The classical capture model for chemical reactions assumes that all trajectories with enough energy to cross the (centrifugal) barrier in the effective potential actually do so, and then proceed to form the products. However, wave effects (not accounted for in a classical approach, by definition) become increasingly important with decreasing temperature and may dominate the collisional behavior at ultra-low temperatures.
In this contribution we propose a new approach that describes the capture process by evolving quantum trajectories [1,2] in the reactant channel up to a given limit, the capture distance, on the inside of the centrifugal barrier. The quantum trajectories take full account of quantum effects along the reaction path direction in the entrance channel. In particular, tunneling and quantum reflection, which can change the reaction rate by orders of magnitude, are accurately computed. In addition, quantum trajectories give valuable physical insight into the quantum capture process all along the approach of the reactants. They also provide a technical means to determine the optimum capture distance.
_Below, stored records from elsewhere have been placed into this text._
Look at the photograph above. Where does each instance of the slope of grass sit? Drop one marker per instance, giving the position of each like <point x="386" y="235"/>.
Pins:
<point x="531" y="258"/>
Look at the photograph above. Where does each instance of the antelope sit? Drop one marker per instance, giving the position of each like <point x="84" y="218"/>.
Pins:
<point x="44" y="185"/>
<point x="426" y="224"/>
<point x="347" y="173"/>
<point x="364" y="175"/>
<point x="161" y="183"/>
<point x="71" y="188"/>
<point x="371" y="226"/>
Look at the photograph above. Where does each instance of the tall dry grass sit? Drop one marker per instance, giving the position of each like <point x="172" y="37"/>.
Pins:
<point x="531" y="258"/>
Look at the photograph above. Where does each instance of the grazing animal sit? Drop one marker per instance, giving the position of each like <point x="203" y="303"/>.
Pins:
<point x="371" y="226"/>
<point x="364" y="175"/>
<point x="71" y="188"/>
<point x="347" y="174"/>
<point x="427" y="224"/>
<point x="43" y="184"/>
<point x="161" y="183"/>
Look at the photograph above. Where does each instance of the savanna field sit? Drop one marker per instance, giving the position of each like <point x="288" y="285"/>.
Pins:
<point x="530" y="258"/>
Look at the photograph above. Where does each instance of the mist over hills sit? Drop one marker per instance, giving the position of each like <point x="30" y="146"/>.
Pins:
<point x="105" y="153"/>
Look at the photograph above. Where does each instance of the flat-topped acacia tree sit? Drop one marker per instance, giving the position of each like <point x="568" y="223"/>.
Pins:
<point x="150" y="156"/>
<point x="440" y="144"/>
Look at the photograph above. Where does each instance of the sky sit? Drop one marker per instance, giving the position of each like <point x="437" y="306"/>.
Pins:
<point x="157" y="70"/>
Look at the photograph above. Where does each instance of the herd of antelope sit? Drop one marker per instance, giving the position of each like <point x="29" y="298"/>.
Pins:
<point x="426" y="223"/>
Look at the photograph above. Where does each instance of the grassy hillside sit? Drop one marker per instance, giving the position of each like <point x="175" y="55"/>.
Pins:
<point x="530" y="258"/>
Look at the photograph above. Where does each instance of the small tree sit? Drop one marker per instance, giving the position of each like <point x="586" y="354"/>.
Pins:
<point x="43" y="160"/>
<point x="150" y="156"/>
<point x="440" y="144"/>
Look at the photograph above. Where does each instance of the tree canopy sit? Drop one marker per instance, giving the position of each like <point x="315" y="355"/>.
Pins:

Moreover, quantum trajectories along the reactant approach can easily be coupled with classical trajectories that drive the rest of the degrees of freedom of the system [3]. Apart from the capture process, which is guided by a quantum trajectory, all other coordinates are treated classically [3]. This mixed quantum-classical capture approach is thus highly “classical- like†[3] and is aimed at large system reactions with quantum effects, still out of reach for current quantum scattering codes.
1. Bohmian mechanics without pilot waves, B. Poirier, Chem. Phys. 370, 4 (2010).
2. Quantum mechanics without wavefunctions, J. Schiff and B. Poirier, J. Chem. Phys. 136, 031102 (2012).
3. Classical-like trajectory simulations for accurate computation of quantum reactive scattering probabilities, G. Parlant, Y.-C. Ou, K. Park, and B. Poirier, Comp. Theor. Chem. 990, 3 (2012).